Met betrekking tot de werking van het wetsvoorstel zou ik, als reactie op het betoog van de aan het woord zijnde leden, nog wel een enkele opmerking willen maken.

Zij lijken de voorgestelde regeling zo te hebben begrepen, dat zij pas zou intreden nadat de bestuurders van de formeel buitenlandse vennootschap deze als zodanig hebben laten registreren. De regeling zou voor haar effect mitsdien afhankelijk zijn van het al dan niet voldoen aan de registratieplicht. Dat is evenwel niet het geval. Dat blijkt wel uit artikel 4, vierde lid, dat de bestuurders naast de vennootschap hoofdelijk aansprakelijk stelt voor haar schulden zolang niet is voldaan aan de registratieplicht en de plicht tot het fourneren van het minimumkapitaal. Met andere woorden: het voornaamste effect van de rechtspersoonlijkheid treedt dan niet in. Dat betekent dat iedere schuldeiser die handelt met een in Delaware geïncorporeerde vennootschap de bestuurders persoonlijk kan aanspreken, ongeacht of deze hun vennootschap hebben laten registreren. Verweren de bestuurders zich door te stellen dat hun vennootschap een werkelijke band heeft met Delaware, dan zal in het algemeen de rechter hun de bewijslast daarvan opleggen. Tenslotte zal in rechte worden beslist of er al dan niet sprake is van een formeel buitenlandse vennootschap in de zin van het wetsvoorstel. De wet werkt dus onafhankelijk van de inschrijving ex artikel 2.

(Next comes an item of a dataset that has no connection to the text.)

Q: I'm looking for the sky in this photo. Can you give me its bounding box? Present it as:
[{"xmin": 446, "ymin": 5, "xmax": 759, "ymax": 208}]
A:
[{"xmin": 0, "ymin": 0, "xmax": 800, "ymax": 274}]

Uit het betoog van de leden van de fractie van de PvdA proef ik toch nog wel enig misverstand omtrent de strekking van het wetsvoorstel. Dat heeft de bedoeling een correctie aan te brengen op het incorporatiestelsel, zoals dat is uitgewerkt in wetsvoorstel 21 141. Beoogd is misbruik van dat stelsel af te snijden, althans onaantrekkelijk te maken, door de daaraan verbonden voordelen zoveel mogelijk weg te nemen. Het verwijt dat ik proef in de opmerking in het nader verslag – vijfde alinea van blz. 2 – dat ik de gelegenheid niet zou (willen) te baat nemen om door middel van een privaatrechtelijke regeling een dam op te werpen tegen mogelijk crimineel handelen berust mijns inziens dan ook op een misverstand.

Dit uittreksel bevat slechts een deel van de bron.